L’AUTEUR analyse longuement la personnalité et l’image même de Socrate. Par là même il hérite d’une problématique classique : Socrate nous est principalement connu par les dialogues de Platon, particulièrement l’« Apologie », qui décrit la défense du philosophe accusé. Mais Platon cache Socrate, au pire en fait sa marionnette idéologique.
Aristophane, dans « les Nuées », met en scène un philosophe qui fait payer son enseignement, comme un vulgaire sophiste, et qui, d’après un personnage de la comédie, « bafouait les dieux »… L’un des chefs d’accusation du procès.
Pour compliquer les choses, quelques années après la fin du procès, entre 393 et 385, un certain Polycrate publie une « Accusation contre Socrate » pour justifier la condamnation au nom d’arguments politiques intéressants. Socrate aurait été très proche de gens douteux, d’Alcibiade, bien sûr, et des acteurs du régime des Trente Tyrans, qui avaient renversé la démocratie en 404-403, dont Critias, proche disciple du philosophe.

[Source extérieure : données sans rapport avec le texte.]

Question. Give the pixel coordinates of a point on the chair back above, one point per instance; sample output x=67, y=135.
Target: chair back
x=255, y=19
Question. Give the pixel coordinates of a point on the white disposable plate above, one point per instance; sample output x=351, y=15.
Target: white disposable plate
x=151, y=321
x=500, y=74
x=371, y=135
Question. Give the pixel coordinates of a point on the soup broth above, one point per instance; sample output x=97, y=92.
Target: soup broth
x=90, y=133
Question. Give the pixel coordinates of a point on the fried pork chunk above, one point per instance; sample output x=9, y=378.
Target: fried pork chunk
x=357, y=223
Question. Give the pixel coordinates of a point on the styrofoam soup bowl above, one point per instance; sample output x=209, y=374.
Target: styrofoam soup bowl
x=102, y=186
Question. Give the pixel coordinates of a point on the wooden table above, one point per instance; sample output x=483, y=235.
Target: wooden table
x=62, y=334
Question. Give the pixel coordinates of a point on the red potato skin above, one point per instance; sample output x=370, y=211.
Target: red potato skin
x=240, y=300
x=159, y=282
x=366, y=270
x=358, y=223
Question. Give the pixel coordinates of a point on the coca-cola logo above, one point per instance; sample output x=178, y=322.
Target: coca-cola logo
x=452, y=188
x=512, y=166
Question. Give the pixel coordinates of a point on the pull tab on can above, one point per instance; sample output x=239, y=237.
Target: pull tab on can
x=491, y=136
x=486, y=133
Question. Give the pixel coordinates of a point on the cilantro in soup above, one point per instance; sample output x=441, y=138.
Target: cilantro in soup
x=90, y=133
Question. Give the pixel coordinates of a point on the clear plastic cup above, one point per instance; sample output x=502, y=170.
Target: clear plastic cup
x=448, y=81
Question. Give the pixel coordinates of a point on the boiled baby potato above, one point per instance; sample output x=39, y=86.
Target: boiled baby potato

Polycrate permet de traiter comme quantité négligeable les accusations célèbres : impiété, introduction de nouvelles divinités, corruption de la jeunesse. Il transporte le débat sur un terrain politique original, qui est la thèse de Paulin Ismard : « L’hypothèse d’une philosophie socratique d’orientation démocratique est un leurre. »
Oligarque.
L’auteur ne manque pas de munitions pour alimenter un tir très nourri. En particulier le fait que nous voyons la démocratie athénienne au travers d’un prisme déformant. Elle est moins un régime de liberté et d’égalité de participation que le règne de la majorité, une majorité qui aurait, de par son nombre, toujours raison.
Rappelons qu’à Athènes, les magistrats étaient renouvelés chaque année par tirage au sort. Or, s’appuyant aussi bien sur l’élitiste Platon que sur Xénophon (pour qui il a une tendresse particulière), Paulin Ismard met en lumière le fait que Socrate aurait vu dans la démocratie « le régime des ignorants ». Socrate était philosophiquement et politiquement un oligarque, le régime mis en place par le petit nombre de ceux qui savent.
Avec cet ouvrage très pointu, c’est encore une de nos illusions qui disparaît. Celle portée par l’image Socrate, celle du vieux sage vaguement confondu avec Diogène, venu discuter librement avec les passants sur l’Agora. Le voici livré à la mort à la suite de médiocres querelles politiques. Rétrospectivement, il en devient moins maître de maïeutique (accoucheur d’esprit) qu’ironique un rien méprisant.
On lira avec un grand intérêt les derniers chapitres, qui montrent comment les trois grands monothéismes tentèrent d’enrôler maladroitement le fils de Phénarète. Décidément, on lui aura tout fait.
Paulin Ismard, « l’Événement Socrate », Flammarion, « Au fil de l’histoire », 288 p., 21 euros.